Mais tout cela nous éloigne beaucoup, vous en conviendrez vous-même, cher Monsieur, des sondages qui était le seul objet de ma réflexion initiale... et votre remarque, comme d’ailleurs mes propres observations ci-dessus, ne sont vraiment pas indispensables à la compréhension de mon modeste article sur les sondages.

Bien cordialement à vous,

Louis SAISI

Logo de Keizer Soze
lundi 20 avril 2015 à 11h18 - par  Keizer Soze

Bonjour,

Emmanuel Macron n’est pas ministre de l’Économie et des Finances mais ministre de l’Économie, de l’Industrie et du Numérique. Cordialement, K.S.

Logo de André Marchal
lundi 20 avril 2015 à 10h19 - par  André Marchal

Peut-être est-il temps de mettre les sondages au placard, en les interdisant, purement et simplement.
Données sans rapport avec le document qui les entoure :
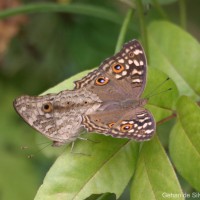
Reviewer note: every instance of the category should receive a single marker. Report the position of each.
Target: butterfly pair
(106, 101)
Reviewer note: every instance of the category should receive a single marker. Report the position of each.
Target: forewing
(125, 74)
(137, 124)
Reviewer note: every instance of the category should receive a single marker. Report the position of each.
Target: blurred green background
(39, 50)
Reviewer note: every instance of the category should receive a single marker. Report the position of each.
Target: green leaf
(176, 53)
(184, 141)
(154, 177)
(89, 10)
(93, 168)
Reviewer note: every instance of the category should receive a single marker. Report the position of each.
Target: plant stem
(123, 30)
(143, 29)
(182, 7)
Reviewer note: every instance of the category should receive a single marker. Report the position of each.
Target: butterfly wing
(137, 124)
(122, 76)
(57, 116)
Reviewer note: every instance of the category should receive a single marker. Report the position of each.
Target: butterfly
(107, 100)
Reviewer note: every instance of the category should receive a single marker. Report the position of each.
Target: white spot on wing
(136, 62)
(124, 73)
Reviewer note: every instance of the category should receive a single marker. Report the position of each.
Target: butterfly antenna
(153, 93)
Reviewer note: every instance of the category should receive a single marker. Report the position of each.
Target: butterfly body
(107, 100)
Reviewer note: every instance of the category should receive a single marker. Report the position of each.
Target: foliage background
(43, 50)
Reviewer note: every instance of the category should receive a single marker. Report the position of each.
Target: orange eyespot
(131, 54)
(47, 107)
(117, 68)
(102, 80)
(126, 127)
(111, 124)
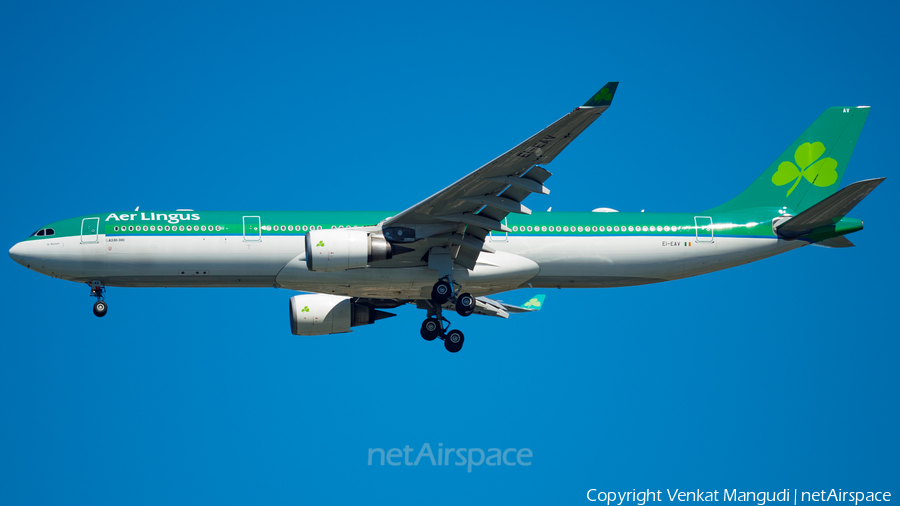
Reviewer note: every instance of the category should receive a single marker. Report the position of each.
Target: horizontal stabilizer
(835, 242)
(829, 211)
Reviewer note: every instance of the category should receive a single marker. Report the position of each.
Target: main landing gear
(433, 326)
(97, 290)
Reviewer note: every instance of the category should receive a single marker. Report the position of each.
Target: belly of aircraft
(551, 261)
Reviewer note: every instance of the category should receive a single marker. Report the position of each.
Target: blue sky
(779, 374)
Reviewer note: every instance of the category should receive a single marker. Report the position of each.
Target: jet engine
(318, 314)
(343, 248)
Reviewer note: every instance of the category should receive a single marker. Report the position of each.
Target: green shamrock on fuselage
(822, 173)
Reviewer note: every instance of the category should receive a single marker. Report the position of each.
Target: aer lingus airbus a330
(466, 242)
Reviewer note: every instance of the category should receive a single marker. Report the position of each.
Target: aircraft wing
(468, 210)
(491, 307)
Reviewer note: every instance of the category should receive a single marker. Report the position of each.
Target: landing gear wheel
(431, 328)
(465, 304)
(453, 341)
(100, 308)
(441, 292)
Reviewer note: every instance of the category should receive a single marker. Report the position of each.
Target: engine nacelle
(318, 314)
(344, 248)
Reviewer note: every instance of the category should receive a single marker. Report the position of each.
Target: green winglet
(604, 96)
(535, 303)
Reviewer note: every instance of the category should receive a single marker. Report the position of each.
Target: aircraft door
(252, 229)
(703, 226)
(90, 230)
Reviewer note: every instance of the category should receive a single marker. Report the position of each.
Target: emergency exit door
(90, 230)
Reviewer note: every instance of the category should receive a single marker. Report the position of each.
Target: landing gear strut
(436, 325)
(97, 290)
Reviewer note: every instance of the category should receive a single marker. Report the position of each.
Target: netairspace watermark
(642, 497)
(469, 457)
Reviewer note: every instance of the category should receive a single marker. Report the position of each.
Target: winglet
(535, 303)
(604, 96)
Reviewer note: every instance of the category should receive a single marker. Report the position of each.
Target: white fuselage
(279, 261)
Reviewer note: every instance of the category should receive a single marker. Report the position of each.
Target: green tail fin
(811, 169)
(535, 303)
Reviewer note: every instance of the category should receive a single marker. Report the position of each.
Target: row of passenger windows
(623, 228)
(304, 228)
(167, 228)
(211, 228)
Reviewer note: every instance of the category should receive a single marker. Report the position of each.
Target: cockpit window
(43, 232)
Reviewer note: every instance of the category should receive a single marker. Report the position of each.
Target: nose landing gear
(97, 290)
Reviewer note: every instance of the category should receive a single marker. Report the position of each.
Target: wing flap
(481, 200)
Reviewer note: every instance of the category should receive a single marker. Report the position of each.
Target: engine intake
(341, 249)
(319, 314)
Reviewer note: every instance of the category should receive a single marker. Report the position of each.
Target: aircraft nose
(17, 253)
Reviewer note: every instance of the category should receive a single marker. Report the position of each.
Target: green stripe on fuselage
(757, 223)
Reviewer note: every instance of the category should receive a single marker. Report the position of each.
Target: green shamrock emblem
(533, 303)
(822, 173)
(603, 95)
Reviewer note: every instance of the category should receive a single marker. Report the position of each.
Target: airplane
(471, 240)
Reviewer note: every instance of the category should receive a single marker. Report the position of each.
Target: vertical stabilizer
(810, 169)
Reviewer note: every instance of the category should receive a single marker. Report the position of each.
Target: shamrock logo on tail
(534, 302)
(603, 95)
(821, 173)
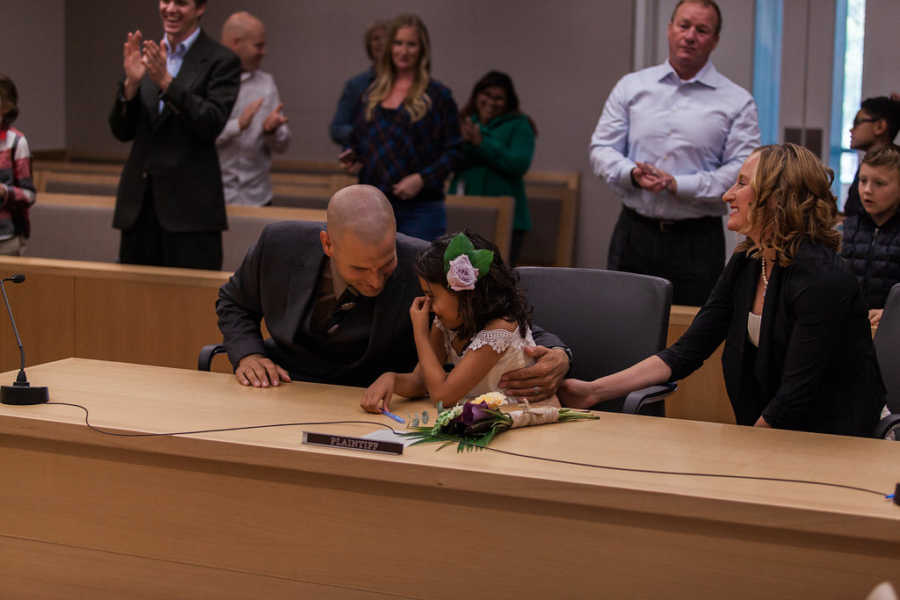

Il faudrait alors modifier quelque peu le code électoral : reconnaissance du vote blanc, décompte officiel de l’abstention comme rejet des candidats (élection) ou de la formulation de la question (referendum) lorsque l’abstention dépasse 50% des inscrits.

Mais il est surtout temps que les élus prennent conscience qu’ils ont osé, le 4 février 2008, et en Congrès s’il vous plaît, et encore mieux sur convocation du président de la République, DEJUGER LE PEUPLE SOUVERAIN de sa décision du 29 mai 2005, et que cette forfaiture, puisque c’est de ce mot que l’on nomme la haute trahison en politique, mérite à leur encontre une séance poussée d’explication de texte, assortie d’une séance tout aussi poussée de pied-au-cul-thérapie.

N’oublions pas non plus que pour réaliser cela, le président Sarkozy a fait modifier l’Art.68 de la Constitution (courant 2007, à peine entré en fonctions, comme si rien n’était plus pressé !!! ), pour en expurger le crime de haute trahison. Ainsi le crime du 4 février 2008 ne pouvait plus lui être reproché comme "haute trahison". Faut quand-même le faire !

En somme, nous avons affaire à une république bananière dont les dirigeants modifient les textes en fonction de leurs besoins du moments. Bref, ils font leurs besoins sur la République ! Mais qu’ils dégagent !!!